Australians are already paying more for meat, bread, dairy and fruit because climate change is disrupting food supply chains, according to a new report from Farmers for Climate Action.
The national organisation of 7,000 farmers and leaders in the agricultural sector has today released Fork in the Road: the impacts of climate change on our food supply, by Stephen Bartos.
Mr Bartos is an internationally recognised expert who authored a report for the federal government in 2012 examining resilience in the Australian food supply chain.
Farmers for Climate Action CEO Fiona Davis said, ‘The report shows climate change is already disrupting every part of the food supply chain, from extreme heat and lack of water on farms to food packing facilities, transport links and the cost of farmers accessing insurance, finance and fertiliser.
‘As Australia heats further, these impacts will grow and consumers will pay more for food. More lost food, less grass for farmers’ livestock to eat, less water and less days to transport livestock – which cannot be transported in extreme heat – mean consumers pay more for food,’ said Ms Davis.
‘It also means we’re increasing the risk of food shortages in Australia. Getting produce off farm and into supermarkets, and ultimately Aussie homes becomes difficult or impossible to deliver when multiple events coincide,’ she said.
‘We saw this earlier this year in northern and central Australia early this year when record floods cut off roads and rail links during the COVID pandemic.
‘Right now our thoughts are with people impacted by the Queensland and northern New South Wales floods as they grapple with the flood response, while also trying to secure essential food supplies.’
Urgent action needed
Fiona Davis concluded by saying, ‘We need to act quickly to make our supply chains more robust, but ultimately to address the key driver of these difficulties, we need deep emissions cuts this decade to protect our farmers and our food supply chain.’
The report’s author Stephen Bartos added, ‘Australians take it for granted that food will always be available.
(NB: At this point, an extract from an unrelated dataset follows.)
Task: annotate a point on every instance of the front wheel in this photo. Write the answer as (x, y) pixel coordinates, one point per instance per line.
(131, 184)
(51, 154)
Climate change disrupts this. It creates and amplifies risks all the way through the supply chain, from farm to warehouse to supermarket shelves.
‘Some farmers have already had to sell and shift to areas with more reliable rainfall which raises the issue of stranded assets, as packing houses and processors set up in specific regions where specific produce is currently grown such as dairy processing factories.’